New Delhi, February 1
Prime Minister Manmohan Singh today termed the National Rural Employment Guarantee Programme, which will be launched by him tomorrow from Anantpur district of Andhra Pradesh, as the biggest achievement of the 20-month old UPA government at the Centre.

Answering a question during his press conference here about the biggest three achievements of his government, Dr Singh listed the Right to Information Act, National Rural Health Mission, Jawaharlal Nehru Urban Renewal Mission and the Bharat Nirman programme as the other major achievements of his government.

Dr Singh said that the Bharat Nirman Programme, which involves an investment of over Rs 1,74,000 crore, will change the face of rural India. The Bharat Nirman seeks to provide thrust in infrastructure for power, roads, irrigation, telecom, housing and drinking water by 2009.

The Prime Minister, who spoke at length of the steps taken to give a new deal to rural India, said the government was committed to increase flow of agriculture credit.

He said the government was committed to provide a more secure future to families of farmers, farm labour and workers, especially those in the unorganised sector. “The many initiatives we have already taken, especially Bharat Nirman and the programmes for rural education, health and employment generation will ensure this. Our new deal for rural India, including a massive increase in rural credit and the refinancing of cooperative credit societies, will also ensure this,” he said.

Dr Singh said the government had renewed hopes of millions of Indians by remaining steadfastly focused on equitable development. “We have been giving the highest priority to employment generation through increased investment, especially in agriculture and the infrastructure sector. Taken together, our five major initiatives will transform the face of India and the lives of ordinary people.

These initiatives include National Rural Employment Guarantee Act, National Rural Health Mission, Jawaharlal Nehru National Urban Renewal Mission, Rajiv Gandhi Grameen Vidyutikaran Yojana and Bharat Nirman,” he said.

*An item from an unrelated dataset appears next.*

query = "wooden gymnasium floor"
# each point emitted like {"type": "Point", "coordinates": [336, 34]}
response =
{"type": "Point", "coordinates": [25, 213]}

The NREGA, beginning with 200 of the more backward districts, will gradually be expanded to cover the entire country. Terming it as a historic legislation, he said few countries in the world have such a guarantee. Answering a query, he said a lot of preparations had been made for launch of NREGA.

Giving credit for NREGA to UPA chairperson and Congress president Sonia Gandhi, the Prime Minister said “it is Soniaji who championed this Bill through Parliament.”

The Prime Minister said the UPA Government had been paying considerable attention to investment in the rural infrastructure. “Under Bharat Nirman, every village will have a pucca road, drinking water, electricity and a telephone by 2009. In addition, we will bring over 100 lakh hectares under irrigation and build 60 lakh houses. Under the Rajiv Gandhi Grameen Vidyutikaran Yojana, we have committed ourselves to taking electricity to all villages across the country by 2009,” he said.

Dr Singh said the National Urban Renewal Mission was an attempt to have world class cities. He said in the face of rapid urbanisation, the day was not far when almost 50 per cent will be living in urban areas. “We need to ensure that our cities and towns provide basic amenities to our people and have world class infrastructure.”

He said the success and popularity of the Delhi Metro has encouraged other cities to come forward with demands for better urban transport. “We will make sure that massive investment comes into our cities in the next few years. This will generate employment, bring in new investment and improve the quality of life of our people living in cities,” Dr Singh said.